The last time I snarfed a tablespoon of butter behind the couch, Elvis still performed for sell-out crowds. While my tastes have evolved, my relationship with food remains just as intense; every once in a while, old memories and primal cravings rise to the surface of my thoughts with sudden, compelling urgency.
And so I found myself recently assembling an old kit I hadn't thought about in decades: a box a graham crackers, a half-gallon of milk, a pint glass, and a spoon. Another ritual from childhood. As precise and predictable as any junkie's kit, this has no name. There is no recipe. It's merely a thing I do. It could not be more simple: jam as many graham crackers into a glass as will fit.
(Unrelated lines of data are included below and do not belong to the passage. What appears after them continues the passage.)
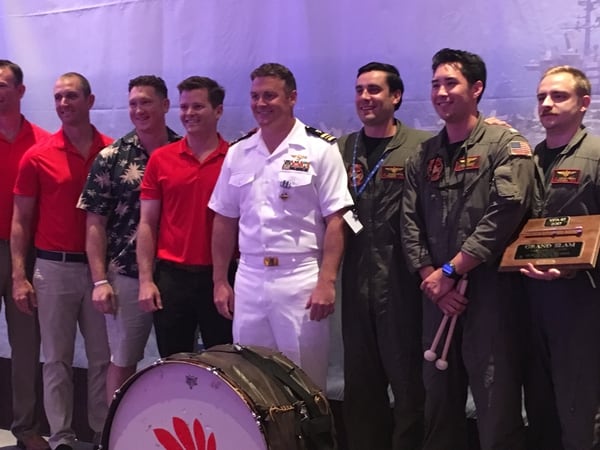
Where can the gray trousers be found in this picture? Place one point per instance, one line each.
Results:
(24, 340)
(64, 301)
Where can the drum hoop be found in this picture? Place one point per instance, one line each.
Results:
(120, 394)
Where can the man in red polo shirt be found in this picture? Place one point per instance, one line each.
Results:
(50, 179)
(176, 225)
(16, 136)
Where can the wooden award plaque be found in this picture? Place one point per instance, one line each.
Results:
(568, 242)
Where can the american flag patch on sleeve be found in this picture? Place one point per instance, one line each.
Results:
(520, 148)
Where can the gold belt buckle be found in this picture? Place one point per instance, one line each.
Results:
(271, 261)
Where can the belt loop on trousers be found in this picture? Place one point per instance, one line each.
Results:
(271, 261)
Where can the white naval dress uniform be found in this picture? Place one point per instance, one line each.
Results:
(281, 200)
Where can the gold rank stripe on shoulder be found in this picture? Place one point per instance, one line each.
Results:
(520, 148)
(325, 136)
(245, 136)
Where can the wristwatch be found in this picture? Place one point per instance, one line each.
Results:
(449, 270)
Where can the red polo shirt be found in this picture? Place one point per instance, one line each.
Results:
(10, 155)
(54, 172)
(183, 185)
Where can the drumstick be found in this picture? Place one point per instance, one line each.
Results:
(431, 355)
(442, 363)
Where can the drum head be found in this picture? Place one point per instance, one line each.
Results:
(179, 405)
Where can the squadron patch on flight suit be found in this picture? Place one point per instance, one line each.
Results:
(356, 174)
(245, 136)
(519, 148)
(467, 163)
(392, 173)
(435, 167)
(565, 176)
(325, 136)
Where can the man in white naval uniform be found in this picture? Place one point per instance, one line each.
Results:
(281, 195)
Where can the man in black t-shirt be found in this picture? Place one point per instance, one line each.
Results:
(381, 301)
(563, 382)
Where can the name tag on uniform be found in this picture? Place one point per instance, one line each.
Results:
(392, 173)
(565, 176)
(351, 218)
(467, 163)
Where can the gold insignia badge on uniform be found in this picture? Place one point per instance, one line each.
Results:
(467, 163)
(245, 136)
(292, 164)
(392, 173)
(435, 167)
(519, 148)
(325, 136)
(356, 174)
(565, 176)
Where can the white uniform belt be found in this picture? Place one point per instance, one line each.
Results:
(289, 260)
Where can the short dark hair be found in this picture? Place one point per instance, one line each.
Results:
(278, 71)
(15, 69)
(150, 80)
(582, 82)
(470, 65)
(85, 84)
(393, 78)
(216, 93)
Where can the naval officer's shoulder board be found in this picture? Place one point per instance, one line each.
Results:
(245, 136)
(311, 131)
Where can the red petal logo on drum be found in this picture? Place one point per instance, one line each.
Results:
(184, 439)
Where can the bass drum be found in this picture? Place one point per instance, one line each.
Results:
(226, 398)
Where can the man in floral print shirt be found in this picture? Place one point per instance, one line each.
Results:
(111, 199)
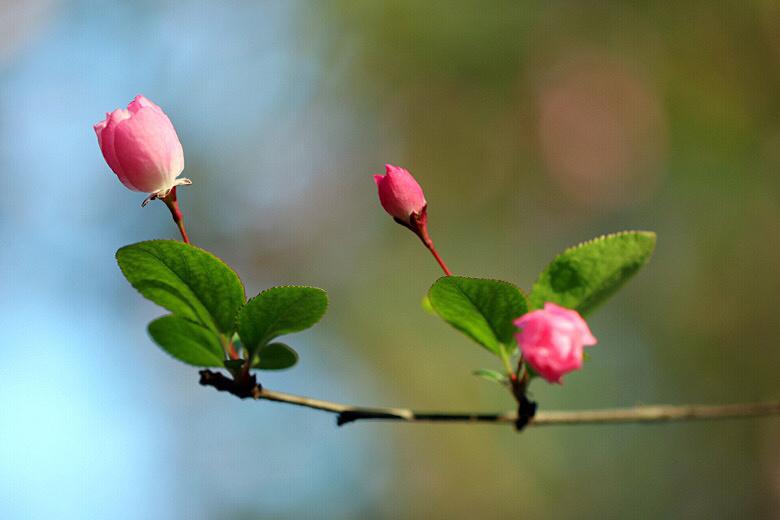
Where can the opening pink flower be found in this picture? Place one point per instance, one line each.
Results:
(140, 145)
(552, 340)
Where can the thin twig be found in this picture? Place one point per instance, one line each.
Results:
(638, 414)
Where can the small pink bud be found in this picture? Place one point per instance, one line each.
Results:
(552, 340)
(141, 146)
(400, 194)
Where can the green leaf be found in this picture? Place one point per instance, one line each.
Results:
(276, 356)
(187, 341)
(426, 305)
(280, 310)
(492, 375)
(482, 309)
(585, 275)
(186, 280)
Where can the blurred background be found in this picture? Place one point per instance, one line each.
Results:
(531, 126)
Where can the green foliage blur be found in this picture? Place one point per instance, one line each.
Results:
(531, 126)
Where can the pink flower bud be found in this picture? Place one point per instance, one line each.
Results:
(552, 340)
(400, 194)
(141, 146)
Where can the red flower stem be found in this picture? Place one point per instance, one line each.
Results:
(438, 259)
(419, 226)
(173, 205)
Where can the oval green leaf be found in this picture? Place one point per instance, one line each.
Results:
(480, 308)
(187, 341)
(585, 275)
(278, 311)
(186, 280)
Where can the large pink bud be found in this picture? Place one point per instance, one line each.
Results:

Then break more and stuff them into the gaps along the side. Fill just to the top of the crackers with milk. Wait a beat. Dig in. The balance of crunch and mush slides along a tipping scale until, at the end, it's a mess. A slurpy, sloppy, chuggable mess.
I may be a grown-ass man with work to do and bills to pay, but now and again, knuckling under to childhood food cravings allows me to put aside thoughts of that work and those bills.
Repeat, as the shampoo bottles advise, if necessary.